Rick was, in a way, my closest friend on campus and he is the one of my fellow students with whom I have kept most consistently in touch. I qualify that with "in a way" because Rick himself does not really like human beings and does not quite feel like one of us. He likes some individuals and I do think he likes me, but he usually prefers to be alone. There were basic things about him that I didn't learn until years later because he simply didn't think to mention it. For example, he's gay. He wasn't closeted, he just didn't want to date within the fishbowl of the campus community where everyone soon knows everything. But I've never been one to talk much about my thoughts and feelings, either.

Rick and I get along because we give each other space and because our studies were always so closely intertwined. Like me, he studied with Charlie, and while he studied outdoor survival skills and I focused on spirituality, on a deeper level our studies were much the same. He is tall, slim, with short, black hair, and black, bushy eyebrows and a round face with high, taught cheekbones. He does not look quite human.

Steve Bees

Steve Bees arrived in my third year. There was already a man named Steve on campus (I have mentioned him, but we never got to know each other well), so after the new Steve stepped on a yellow-jacket nest his first spring, people started referring to him as "Steve--you know, the one with the bees?" and eventually it stuck.

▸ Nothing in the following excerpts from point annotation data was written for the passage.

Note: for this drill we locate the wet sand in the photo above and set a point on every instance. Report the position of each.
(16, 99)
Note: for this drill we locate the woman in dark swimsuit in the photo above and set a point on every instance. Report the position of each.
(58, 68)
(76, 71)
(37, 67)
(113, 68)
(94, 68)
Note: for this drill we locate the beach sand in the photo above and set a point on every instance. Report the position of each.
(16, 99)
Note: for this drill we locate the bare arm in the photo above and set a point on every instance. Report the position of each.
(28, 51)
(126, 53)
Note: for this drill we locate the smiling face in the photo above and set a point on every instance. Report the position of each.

He is medium-tall, with pale eyes and curly, black hair--or, rather, it was black when he arrived, in his mid-twenties. Much of it's grey now, as is the beard he grows occasionally, and it makes him look older than he really is. He is another of the school's Christians, a Quaker, though it was Greg's Buddhism that led Steve to embody his faith's commitment to social justice and Charlie's animism that made him a true contemplative. He is unusually able to learn from (even contribute to) other traditions while remaining rooted in his own. He is also a truly gifted singer. I have seen him dressed in novice-white, in the brown of a candidate and then a master, and in a series of mundane but expensive-looking suits (he is a lawyer, now). But when I think of him, in my mind's eye he is always wearing jeans and a t-shirt and he is always smiling.
 
Veery 

Veery started my second year and graduated in my third year. She could sing beautifully, loved watching and learning about birds ("veery" is a kind of bird) and studied psychology with Allen. She was short and stocky, with a cute plump face and beautiful auburn hair. She was the first person I dated on campus--we were together for a few weeks early in the summer of 2001. We didn't have a whole lot in common besides mutual physical attraction, and in the end we broke up because I wanted to have sex with her so badly that I had no idea how to ask her. And she got tired of my awkwardness on the subject. Our breakup wasn't acrimonious but we didn't become friends and I haven't heard from her in years.

Willa 

Willa was Ollie's girlfriend. She is now his wife. She's a self-described tantrika, meaning that sex is a big part of her spiritual practice. She was unapologetically promiscuous before getting together with Ollie--that their relationship worked out surprised everybody, but they seem very happy together. She's medium-tall, with long, light brown hair and large, expressive features.